Vielleicht weil du nicht Premium bist!?X_X


----------



## ck007 (22. Mai 2008)

Jo ist bei mir auch so. Ich kann mir auch keine Buffed Show mehr angucken.


----------



## Itarus (22. Mai 2008)

Normale User können die Buffed-Show erst ab Donnerstag 16:00 sehen!
Premium-User schon Mittwochs!


----------



## Morcan (22. Mai 2008)

Und schonwieder ins Allgemeines (WoW) xD
Ich glaub das Thema gehört woanders hin...


----------



## ck007 (22. Mai 2008)

Ich kann mir aber keine alten Folgen mehr angucken. Oder muss da auch seit neustem Premium sein?


----------



## chinsai (22. Mai 2008)

bei mir das gleiche problem
ich kann alle buffed shows die 85 oder älter sind nicht mehr angucken da s´teht dann immer ich bräuchte einen premiumacc


----------



## zorakh55 (22. Mai 2008)

Genau das meine ich ja. Früher kontne man ab Donnerstag die aktuelle und alle alten immer ansehen. Jetzt geht keine mehr außer 85 und 86!


Sry wegen falschem Forum schreibe sonst nur Wow_Threads, also habe ich einfach "automatisch" hier reingeschrieben!




@Buffed was ist los? Muss man ab jetzt schon für die Buffed SHow zahlen? Und warum gibt es keine News dazu?

Wenn man mal ins Menue sieht, haben sie eine veränderung gemacht. Die buffed-shows sind jetzt in Bereiche eingeteilt. Vllt ist das einfach ein Bug der bei der Veränderung entstanden ist?

Was ist da los buffed?


----------



## -bloodberry- (22. Mai 2008)

Zunächst einmal musst du nicht 5 Beiträge hintereinander schreiben, so fällst du höchstens negativ auf, helfen wird es aber kaum.
Manchmal muss man eben einfach ein paar Stunden warten, bis man eine Antwort erhält, die buffed-Mitarbeiter können auch nicht zaubern.

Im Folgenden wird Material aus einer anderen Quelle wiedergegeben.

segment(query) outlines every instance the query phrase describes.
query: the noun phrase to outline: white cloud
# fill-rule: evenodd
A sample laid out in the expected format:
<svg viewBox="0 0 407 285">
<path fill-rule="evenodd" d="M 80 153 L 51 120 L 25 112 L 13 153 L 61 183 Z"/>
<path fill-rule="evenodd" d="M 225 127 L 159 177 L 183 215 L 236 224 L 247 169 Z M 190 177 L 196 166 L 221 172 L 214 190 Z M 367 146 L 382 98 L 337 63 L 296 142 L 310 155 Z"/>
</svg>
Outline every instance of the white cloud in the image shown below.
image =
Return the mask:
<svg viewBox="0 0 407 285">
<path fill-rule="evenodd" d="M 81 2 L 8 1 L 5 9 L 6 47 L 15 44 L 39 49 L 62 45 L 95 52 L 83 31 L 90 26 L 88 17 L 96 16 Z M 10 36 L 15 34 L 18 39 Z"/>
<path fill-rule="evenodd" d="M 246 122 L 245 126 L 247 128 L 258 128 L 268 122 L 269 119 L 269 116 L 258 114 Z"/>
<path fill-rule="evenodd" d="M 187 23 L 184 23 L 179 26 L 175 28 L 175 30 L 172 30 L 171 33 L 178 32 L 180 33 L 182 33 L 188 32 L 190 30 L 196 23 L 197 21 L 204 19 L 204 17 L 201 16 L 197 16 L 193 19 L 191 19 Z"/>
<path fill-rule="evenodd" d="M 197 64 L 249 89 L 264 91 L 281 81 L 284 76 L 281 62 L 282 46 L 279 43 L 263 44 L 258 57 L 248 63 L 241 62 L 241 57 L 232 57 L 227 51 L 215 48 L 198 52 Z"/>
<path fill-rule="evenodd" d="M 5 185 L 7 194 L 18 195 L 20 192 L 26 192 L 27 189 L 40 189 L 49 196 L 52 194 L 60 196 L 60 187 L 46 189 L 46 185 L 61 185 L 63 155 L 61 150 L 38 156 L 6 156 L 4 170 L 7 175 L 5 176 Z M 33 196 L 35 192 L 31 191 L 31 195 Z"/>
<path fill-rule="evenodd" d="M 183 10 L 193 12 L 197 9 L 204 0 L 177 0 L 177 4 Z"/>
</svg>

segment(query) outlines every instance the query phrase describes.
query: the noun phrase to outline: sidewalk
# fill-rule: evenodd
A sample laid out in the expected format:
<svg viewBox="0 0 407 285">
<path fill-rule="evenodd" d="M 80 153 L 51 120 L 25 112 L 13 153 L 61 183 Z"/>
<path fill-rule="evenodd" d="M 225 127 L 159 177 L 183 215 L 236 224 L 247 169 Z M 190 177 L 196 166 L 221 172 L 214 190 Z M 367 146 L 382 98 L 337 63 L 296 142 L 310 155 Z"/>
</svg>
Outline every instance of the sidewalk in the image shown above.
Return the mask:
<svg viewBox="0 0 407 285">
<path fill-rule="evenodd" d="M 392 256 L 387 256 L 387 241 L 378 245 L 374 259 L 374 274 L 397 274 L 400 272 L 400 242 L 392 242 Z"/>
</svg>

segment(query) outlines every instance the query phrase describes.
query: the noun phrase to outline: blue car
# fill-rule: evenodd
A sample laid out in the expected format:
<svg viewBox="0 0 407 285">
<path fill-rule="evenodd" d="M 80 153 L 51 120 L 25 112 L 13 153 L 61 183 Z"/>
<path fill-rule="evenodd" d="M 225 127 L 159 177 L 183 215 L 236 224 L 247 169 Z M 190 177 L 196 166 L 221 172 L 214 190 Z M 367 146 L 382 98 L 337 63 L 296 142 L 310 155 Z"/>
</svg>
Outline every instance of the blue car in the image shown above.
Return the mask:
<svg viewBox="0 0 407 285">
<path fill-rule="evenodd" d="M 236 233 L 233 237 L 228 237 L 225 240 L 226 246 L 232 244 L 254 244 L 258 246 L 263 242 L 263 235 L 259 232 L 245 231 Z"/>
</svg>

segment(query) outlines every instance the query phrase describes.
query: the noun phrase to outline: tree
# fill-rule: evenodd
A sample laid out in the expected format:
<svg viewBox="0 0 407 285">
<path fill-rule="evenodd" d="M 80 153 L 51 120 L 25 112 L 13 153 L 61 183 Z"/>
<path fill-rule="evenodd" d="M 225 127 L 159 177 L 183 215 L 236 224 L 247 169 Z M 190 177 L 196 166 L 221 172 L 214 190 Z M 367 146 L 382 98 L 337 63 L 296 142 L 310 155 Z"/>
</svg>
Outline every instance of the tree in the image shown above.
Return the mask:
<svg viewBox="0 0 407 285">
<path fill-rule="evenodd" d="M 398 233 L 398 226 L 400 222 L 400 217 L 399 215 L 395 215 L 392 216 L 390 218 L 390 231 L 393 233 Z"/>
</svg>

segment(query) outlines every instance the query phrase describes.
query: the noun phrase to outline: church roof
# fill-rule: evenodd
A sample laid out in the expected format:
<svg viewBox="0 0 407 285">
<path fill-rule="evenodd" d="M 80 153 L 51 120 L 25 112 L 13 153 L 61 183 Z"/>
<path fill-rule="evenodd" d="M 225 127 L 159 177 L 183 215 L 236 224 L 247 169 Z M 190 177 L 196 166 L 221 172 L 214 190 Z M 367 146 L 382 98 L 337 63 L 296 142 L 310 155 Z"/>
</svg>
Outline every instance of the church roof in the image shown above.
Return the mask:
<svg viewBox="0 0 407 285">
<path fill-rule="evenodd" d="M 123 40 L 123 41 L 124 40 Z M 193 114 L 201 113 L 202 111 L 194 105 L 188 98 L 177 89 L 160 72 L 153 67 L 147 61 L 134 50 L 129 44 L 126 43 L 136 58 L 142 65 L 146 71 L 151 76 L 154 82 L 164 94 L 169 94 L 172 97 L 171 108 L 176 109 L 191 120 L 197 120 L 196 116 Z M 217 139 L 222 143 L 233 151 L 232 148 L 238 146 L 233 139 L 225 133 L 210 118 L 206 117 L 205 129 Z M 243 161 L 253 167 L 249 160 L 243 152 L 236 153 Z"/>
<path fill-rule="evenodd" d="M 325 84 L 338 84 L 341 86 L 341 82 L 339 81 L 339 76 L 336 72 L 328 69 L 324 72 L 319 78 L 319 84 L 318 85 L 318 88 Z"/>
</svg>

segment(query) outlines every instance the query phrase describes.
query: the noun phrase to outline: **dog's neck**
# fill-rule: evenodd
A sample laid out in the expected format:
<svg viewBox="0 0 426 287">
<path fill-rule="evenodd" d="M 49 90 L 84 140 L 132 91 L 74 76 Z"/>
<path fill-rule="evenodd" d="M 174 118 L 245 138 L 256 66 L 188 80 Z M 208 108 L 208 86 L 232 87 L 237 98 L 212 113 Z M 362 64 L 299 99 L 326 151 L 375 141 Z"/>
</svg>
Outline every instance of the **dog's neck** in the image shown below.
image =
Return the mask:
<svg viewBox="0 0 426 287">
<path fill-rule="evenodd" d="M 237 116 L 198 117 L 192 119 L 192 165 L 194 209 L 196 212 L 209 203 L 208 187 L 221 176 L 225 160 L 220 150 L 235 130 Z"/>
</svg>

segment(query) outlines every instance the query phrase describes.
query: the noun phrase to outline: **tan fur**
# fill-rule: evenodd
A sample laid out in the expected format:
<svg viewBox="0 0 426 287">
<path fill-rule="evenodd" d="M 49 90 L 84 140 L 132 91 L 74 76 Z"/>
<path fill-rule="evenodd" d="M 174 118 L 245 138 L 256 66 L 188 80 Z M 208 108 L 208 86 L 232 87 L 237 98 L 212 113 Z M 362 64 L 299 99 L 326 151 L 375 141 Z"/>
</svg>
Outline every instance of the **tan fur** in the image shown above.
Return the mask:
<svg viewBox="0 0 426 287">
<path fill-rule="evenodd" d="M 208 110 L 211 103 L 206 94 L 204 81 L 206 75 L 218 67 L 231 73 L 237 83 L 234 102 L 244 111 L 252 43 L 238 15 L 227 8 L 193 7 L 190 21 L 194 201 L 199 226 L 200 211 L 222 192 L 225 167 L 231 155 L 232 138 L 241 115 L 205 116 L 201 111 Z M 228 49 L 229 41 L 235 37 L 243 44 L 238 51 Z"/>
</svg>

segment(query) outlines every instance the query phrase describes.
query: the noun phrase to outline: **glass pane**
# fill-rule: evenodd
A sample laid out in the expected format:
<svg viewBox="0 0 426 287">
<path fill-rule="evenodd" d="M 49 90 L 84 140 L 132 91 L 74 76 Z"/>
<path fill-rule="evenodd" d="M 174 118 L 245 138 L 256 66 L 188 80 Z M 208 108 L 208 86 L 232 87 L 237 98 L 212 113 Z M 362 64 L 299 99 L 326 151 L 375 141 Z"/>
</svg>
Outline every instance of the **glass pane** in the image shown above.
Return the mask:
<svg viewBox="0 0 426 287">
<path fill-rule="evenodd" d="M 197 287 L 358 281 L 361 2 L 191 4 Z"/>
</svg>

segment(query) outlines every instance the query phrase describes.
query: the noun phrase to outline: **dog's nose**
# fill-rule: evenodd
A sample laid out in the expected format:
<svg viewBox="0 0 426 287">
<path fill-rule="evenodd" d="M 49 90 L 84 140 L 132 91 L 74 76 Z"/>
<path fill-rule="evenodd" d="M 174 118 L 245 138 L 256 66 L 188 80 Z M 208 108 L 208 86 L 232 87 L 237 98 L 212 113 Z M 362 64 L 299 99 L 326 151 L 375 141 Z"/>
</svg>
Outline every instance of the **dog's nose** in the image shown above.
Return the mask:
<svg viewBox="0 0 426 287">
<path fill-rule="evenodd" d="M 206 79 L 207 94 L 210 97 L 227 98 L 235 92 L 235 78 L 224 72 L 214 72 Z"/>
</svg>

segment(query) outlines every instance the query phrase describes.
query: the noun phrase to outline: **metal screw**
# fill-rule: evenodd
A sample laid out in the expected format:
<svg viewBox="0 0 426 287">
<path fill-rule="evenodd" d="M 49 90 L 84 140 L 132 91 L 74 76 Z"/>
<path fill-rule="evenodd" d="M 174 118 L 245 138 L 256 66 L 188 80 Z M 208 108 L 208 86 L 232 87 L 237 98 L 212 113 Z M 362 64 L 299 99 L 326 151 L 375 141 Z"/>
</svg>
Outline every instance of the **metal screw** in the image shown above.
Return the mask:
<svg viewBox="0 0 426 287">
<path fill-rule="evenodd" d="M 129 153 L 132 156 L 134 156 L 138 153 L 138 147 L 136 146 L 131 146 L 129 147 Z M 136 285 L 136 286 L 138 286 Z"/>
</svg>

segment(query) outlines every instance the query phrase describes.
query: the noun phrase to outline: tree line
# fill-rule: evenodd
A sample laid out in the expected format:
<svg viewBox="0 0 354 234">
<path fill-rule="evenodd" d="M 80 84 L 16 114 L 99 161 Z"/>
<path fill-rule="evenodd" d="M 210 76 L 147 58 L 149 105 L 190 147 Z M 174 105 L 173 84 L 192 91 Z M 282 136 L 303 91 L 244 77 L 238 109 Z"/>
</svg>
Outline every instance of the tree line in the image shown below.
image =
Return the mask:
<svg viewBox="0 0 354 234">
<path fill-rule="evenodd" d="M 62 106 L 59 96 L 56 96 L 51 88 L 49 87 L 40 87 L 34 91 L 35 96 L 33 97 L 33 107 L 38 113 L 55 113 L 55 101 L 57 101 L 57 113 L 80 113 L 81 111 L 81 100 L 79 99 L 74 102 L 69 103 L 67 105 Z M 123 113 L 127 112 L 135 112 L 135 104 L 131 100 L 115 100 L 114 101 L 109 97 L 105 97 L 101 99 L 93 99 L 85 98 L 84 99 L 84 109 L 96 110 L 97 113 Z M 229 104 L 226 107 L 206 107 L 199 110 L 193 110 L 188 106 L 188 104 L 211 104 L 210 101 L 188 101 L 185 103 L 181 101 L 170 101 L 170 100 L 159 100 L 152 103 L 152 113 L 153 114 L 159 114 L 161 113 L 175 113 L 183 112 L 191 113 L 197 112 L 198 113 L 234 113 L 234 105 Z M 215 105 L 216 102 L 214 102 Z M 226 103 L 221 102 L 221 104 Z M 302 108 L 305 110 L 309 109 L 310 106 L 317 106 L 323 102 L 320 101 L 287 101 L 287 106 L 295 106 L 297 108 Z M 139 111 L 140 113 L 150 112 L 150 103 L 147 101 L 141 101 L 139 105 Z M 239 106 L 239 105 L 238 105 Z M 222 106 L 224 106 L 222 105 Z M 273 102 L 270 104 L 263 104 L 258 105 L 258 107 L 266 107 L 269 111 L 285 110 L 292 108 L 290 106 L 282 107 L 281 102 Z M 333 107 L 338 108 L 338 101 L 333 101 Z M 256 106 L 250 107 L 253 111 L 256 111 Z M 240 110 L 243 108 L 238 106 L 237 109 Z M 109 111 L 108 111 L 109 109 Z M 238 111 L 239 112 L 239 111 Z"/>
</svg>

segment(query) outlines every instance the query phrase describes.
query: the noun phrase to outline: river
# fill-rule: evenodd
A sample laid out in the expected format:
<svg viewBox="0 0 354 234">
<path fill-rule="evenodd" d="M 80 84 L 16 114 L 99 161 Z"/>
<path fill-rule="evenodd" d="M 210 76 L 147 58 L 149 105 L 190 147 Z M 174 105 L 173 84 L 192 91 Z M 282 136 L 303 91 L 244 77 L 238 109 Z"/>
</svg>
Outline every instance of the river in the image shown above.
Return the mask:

Also diesen Thread bitte nicht in sinnloses Gespamme ausarten lassen, das Problem ist sicher bald behoben, denn geplant ist das nicht.


----------



## ZAM (23. Mai 2008)

Wir stellen grad ein paar Dinge um, leider wurde dabei die Show-Sektion in Mitleidenschaft gezogen - das Problem ist aber behoben, die bisherigen Shows sind wieder öffentlich verfügbar. 


			Dieser Inhalt steht nur eingeloggten Mitgliedern zur Verfügung.


----------